Costume College – Day 3

20 Aug

Saturday brought an early morning. Up for breakfast and straight into Jennifer Rosebrugh’s (of Historical Sewing.com) Sleeve Fitting for Victorian Bodices class. I learned SO much in this class! I have hacked my way thru self drafted sleeves many times but the fit has not been perfect. Its been a sore spot for some time. I learned 2 critical rules or tips that I will absolutely note forget. 1 – the snugger the fit of the arm pit area the more movement. This is absolutely contrary to every modern plus sized pattern from the big 4. So often pattern companies (even some small ones) just enlarge a pattern instead of properly grading a pattern up. Even if it is properly graded modern ideas of ease make for huge uncomfortable arms-eyes. Now I know how to check the patterns fit in this area BEFORE I even start cutting out the pattern. In reality I knew how to do this before but now it has completely sunk in. Sometimes you just need someone to come up with the words to explain what you already know. The 2nd rule I took away was – start the decorative details of the sleeve after the break point. My notes describe the break point as just above the muscle on the arm. Jennifer went into great detail about the terminology used drafting a sleeve, most of which I could not regurgitate for you. Having never taken a true pattern drafting class most of this was new. Over all the class showed me how much I actually do understand but how much I still have to learn. I am certainly a bit excited to draft a new sleeve pattern for myself! And if I see a pattern drafting class offered some where I should probably take it.
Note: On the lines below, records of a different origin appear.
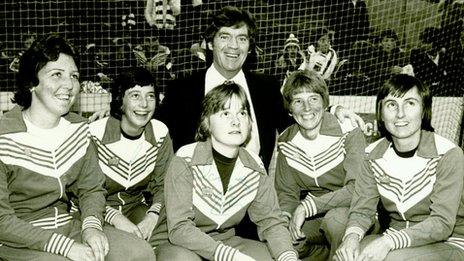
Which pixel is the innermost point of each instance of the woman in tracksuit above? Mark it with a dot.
(47, 158)
(317, 162)
(211, 184)
(416, 175)
(133, 151)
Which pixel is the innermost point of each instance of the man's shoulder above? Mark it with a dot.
(194, 76)
(261, 78)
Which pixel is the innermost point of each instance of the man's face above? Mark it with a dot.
(292, 50)
(230, 49)
(388, 44)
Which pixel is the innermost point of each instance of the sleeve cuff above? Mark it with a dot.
(288, 256)
(224, 253)
(333, 108)
(309, 206)
(91, 222)
(398, 239)
(354, 230)
(59, 245)
(155, 208)
(110, 213)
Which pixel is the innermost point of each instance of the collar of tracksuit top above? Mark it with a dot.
(329, 127)
(206, 157)
(13, 122)
(242, 187)
(114, 135)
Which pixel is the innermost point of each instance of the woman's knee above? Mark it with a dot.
(170, 252)
(128, 246)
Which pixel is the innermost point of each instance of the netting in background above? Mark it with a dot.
(114, 34)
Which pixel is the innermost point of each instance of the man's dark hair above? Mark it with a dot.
(231, 16)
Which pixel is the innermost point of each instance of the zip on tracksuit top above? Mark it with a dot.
(37, 178)
(325, 168)
(200, 215)
(132, 166)
(422, 194)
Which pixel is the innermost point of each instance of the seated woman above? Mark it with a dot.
(211, 184)
(416, 175)
(46, 157)
(318, 160)
(321, 57)
(133, 152)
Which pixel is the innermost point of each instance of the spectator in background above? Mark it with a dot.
(355, 74)
(47, 158)
(317, 163)
(212, 183)
(437, 65)
(349, 19)
(416, 175)
(231, 45)
(389, 58)
(292, 56)
(321, 57)
(133, 151)
(230, 40)
(27, 40)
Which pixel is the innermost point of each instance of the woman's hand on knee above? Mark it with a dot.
(349, 249)
(147, 225)
(124, 224)
(239, 256)
(296, 222)
(97, 241)
(80, 252)
(376, 250)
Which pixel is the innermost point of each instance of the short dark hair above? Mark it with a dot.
(42, 51)
(389, 33)
(305, 80)
(397, 86)
(215, 101)
(231, 16)
(317, 33)
(127, 79)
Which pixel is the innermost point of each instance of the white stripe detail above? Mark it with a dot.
(208, 194)
(224, 253)
(126, 171)
(91, 222)
(399, 238)
(59, 244)
(36, 157)
(288, 255)
(406, 182)
(325, 157)
(309, 206)
(456, 241)
(110, 213)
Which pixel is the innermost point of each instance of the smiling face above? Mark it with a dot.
(229, 127)
(307, 109)
(230, 49)
(138, 106)
(403, 116)
(323, 44)
(57, 88)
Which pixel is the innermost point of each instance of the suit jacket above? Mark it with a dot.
(181, 109)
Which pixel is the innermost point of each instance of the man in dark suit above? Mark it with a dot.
(230, 42)
(230, 45)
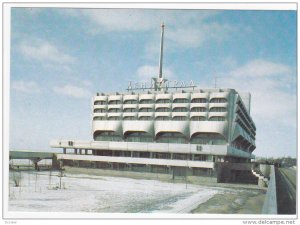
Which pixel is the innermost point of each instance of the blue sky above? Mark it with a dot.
(61, 57)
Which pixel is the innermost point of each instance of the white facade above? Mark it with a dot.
(189, 129)
(164, 130)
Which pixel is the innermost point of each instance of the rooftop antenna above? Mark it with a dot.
(159, 83)
(161, 50)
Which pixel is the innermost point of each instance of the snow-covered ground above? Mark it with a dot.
(39, 192)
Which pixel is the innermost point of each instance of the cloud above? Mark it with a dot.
(272, 86)
(146, 72)
(45, 52)
(189, 30)
(72, 91)
(25, 86)
(261, 68)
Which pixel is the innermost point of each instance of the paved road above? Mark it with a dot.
(286, 190)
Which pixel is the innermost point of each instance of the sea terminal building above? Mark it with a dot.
(163, 129)
(159, 130)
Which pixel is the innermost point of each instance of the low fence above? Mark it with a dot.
(270, 204)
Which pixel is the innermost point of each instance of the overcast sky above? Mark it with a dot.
(61, 57)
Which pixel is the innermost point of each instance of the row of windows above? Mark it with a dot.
(151, 101)
(160, 118)
(162, 109)
(164, 137)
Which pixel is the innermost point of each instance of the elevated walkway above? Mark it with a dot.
(35, 157)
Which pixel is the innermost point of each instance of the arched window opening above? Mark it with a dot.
(114, 102)
(208, 138)
(217, 118)
(99, 118)
(163, 109)
(99, 110)
(129, 118)
(138, 137)
(130, 110)
(163, 101)
(100, 103)
(107, 136)
(114, 118)
(179, 118)
(147, 101)
(180, 100)
(160, 118)
(198, 109)
(218, 100)
(114, 110)
(218, 109)
(180, 109)
(131, 101)
(199, 100)
(146, 110)
(198, 118)
(145, 118)
(171, 137)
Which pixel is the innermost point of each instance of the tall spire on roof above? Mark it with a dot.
(161, 50)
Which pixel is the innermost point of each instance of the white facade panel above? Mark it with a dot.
(172, 126)
(108, 125)
(220, 127)
(219, 95)
(100, 98)
(138, 126)
(199, 95)
(131, 160)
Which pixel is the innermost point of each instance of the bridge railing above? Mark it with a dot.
(270, 203)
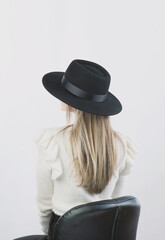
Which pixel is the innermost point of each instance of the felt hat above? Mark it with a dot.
(84, 85)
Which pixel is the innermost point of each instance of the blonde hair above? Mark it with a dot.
(96, 146)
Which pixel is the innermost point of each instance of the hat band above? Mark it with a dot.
(81, 93)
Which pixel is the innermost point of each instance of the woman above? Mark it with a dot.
(84, 161)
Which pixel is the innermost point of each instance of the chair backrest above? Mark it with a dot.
(112, 219)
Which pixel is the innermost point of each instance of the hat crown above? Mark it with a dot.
(88, 76)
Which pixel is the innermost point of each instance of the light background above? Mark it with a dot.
(127, 38)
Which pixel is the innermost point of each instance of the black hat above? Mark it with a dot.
(84, 85)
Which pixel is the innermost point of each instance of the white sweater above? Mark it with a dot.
(56, 188)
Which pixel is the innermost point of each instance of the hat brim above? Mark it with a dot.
(52, 83)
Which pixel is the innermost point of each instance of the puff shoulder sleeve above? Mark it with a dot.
(48, 169)
(131, 154)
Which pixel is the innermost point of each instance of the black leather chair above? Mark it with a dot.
(113, 219)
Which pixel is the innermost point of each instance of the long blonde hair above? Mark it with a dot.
(96, 146)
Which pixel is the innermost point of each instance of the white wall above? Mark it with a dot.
(126, 37)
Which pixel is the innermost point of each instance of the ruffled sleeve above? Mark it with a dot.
(48, 169)
(131, 154)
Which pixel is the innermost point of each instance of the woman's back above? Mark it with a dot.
(89, 151)
(56, 182)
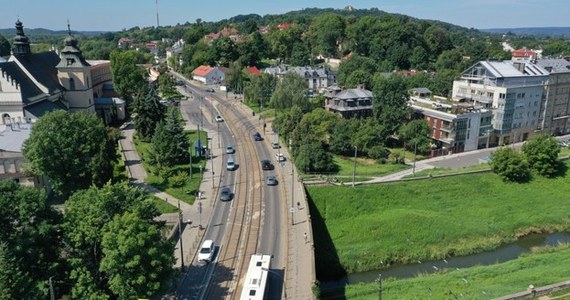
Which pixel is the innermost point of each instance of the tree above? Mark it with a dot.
(169, 145)
(510, 165)
(71, 149)
(327, 31)
(149, 112)
(128, 78)
(30, 244)
(137, 258)
(86, 214)
(416, 135)
(291, 91)
(390, 102)
(4, 47)
(541, 153)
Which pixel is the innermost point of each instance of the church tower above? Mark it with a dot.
(21, 42)
(74, 74)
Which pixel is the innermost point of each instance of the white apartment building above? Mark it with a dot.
(512, 90)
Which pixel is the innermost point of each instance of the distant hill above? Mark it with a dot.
(537, 31)
(11, 32)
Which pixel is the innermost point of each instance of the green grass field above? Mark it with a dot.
(432, 219)
(481, 282)
(186, 193)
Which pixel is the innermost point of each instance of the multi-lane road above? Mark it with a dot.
(254, 221)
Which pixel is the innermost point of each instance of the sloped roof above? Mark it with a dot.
(202, 71)
(42, 67)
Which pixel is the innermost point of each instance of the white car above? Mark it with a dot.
(206, 251)
(280, 157)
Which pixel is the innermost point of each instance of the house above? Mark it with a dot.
(253, 71)
(454, 126)
(318, 78)
(554, 116)
(513, 90)
(349, 103)
(208, 75)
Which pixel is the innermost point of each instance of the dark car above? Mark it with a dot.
(225, 194)
(266, 165)
(271, 180)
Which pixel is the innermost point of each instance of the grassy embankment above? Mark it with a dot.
(371, 226)
(546, 266)
(187, 192)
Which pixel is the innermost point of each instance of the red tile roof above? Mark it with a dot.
(253, 71)
(202, 71)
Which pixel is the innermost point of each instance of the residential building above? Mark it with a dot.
(554, 116)
(513, 90)
(318, 78)
(208, 75)
(454, 126)
(349, 103)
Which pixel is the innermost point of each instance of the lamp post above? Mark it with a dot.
(180, 235)
(280, 277)
(379, 281)
(354, 168)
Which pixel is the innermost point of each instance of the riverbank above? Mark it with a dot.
(543, 267)
(368, 227)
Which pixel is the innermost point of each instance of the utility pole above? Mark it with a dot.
(354, 168)
(180, 236)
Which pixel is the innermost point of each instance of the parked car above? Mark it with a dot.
(271, 180)
(279, 157)
(206, 251)
(225, 194)
(266, 165)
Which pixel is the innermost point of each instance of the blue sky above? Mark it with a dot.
(107, 15)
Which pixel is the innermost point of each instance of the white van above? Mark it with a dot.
(231, 165)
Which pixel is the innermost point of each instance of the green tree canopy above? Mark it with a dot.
(73, 150)
(541, 152)
(510, 165)
(86, 214)
(291, 91)
(390, 102)
(149, 112)
(128, 78)
(137, 258)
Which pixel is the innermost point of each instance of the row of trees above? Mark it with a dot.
(106, 245)
(539, 155)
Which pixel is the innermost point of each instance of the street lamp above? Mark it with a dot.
(354, 168)
(280, 277)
Marie Antoinette en chemise, portrait of the queen in a “muslin” dress, by Louise Élisabeth Vigée Le Brun

Next up was La Chemise a la Reine presented by Sarah Lorraine. I periodically read her blog (modehistorique.com)  and knew she was presenting a class about her research. 18th century costume is not currently my passion so I knew very little about a Chemise a la Reine, just what I had scanned from her blog.  I had no idea how much Marie Antoinette was rebelling against the system or why and what part this dress had to play in that rebellion. I loved that the presentation was mostly paintings and art history. Sometimes I forget how much I love art history. Over all the story that Ms Lorraine is telling about this garment is enthralling. Or maybe its her excitement is catching. I understand why people love the era and I might come around soon. I was very sad I had to leave before the end of her presentation but I needed a lunch break before my first limited class.

The ribbon techniques I learned.

The ribbon techniques I learned.

Limited classes at CoCo, I am learning, are hit and miss. My first one of this year, Victorian Ribbon Work by Sandra Durbin, was kind of middle of the road. I loved her as a teacher, very fun and encouraging. The class over all was an intro class and went by so fast. I walked away with several good techniques I can use to trim future projects. I am sure I could learn all of it from a book but sometimes you need a teacher to build confidence. Plus the teacher was very fun and different.

After the ribbon class it was time to get ready for the evening Gala. I had arranged to go to a restaurant off sight with Rebecca Maiten and some of her friends that I did not know. I wore my very simple maroon early regency dress. My plan of wearing something simple and not getting stopped for too many photos worked. The red carpet experience still terrifies me a little  but the simplicity of dress made the evening far more pleasant. Over all I am very pleased with the dress. Its comfortable and reasonably flattering. I love the jewelry I made (my first real attempt at jewelry making) and the shawl. My hair was AMAZING! Totally worth the time to do pin curls the night before. I had made a set of transitional short stays and BOOOOOO! by the end of the night they were digging into my back. In the trash they go! Hopefully the true regency stays I am working on fit better.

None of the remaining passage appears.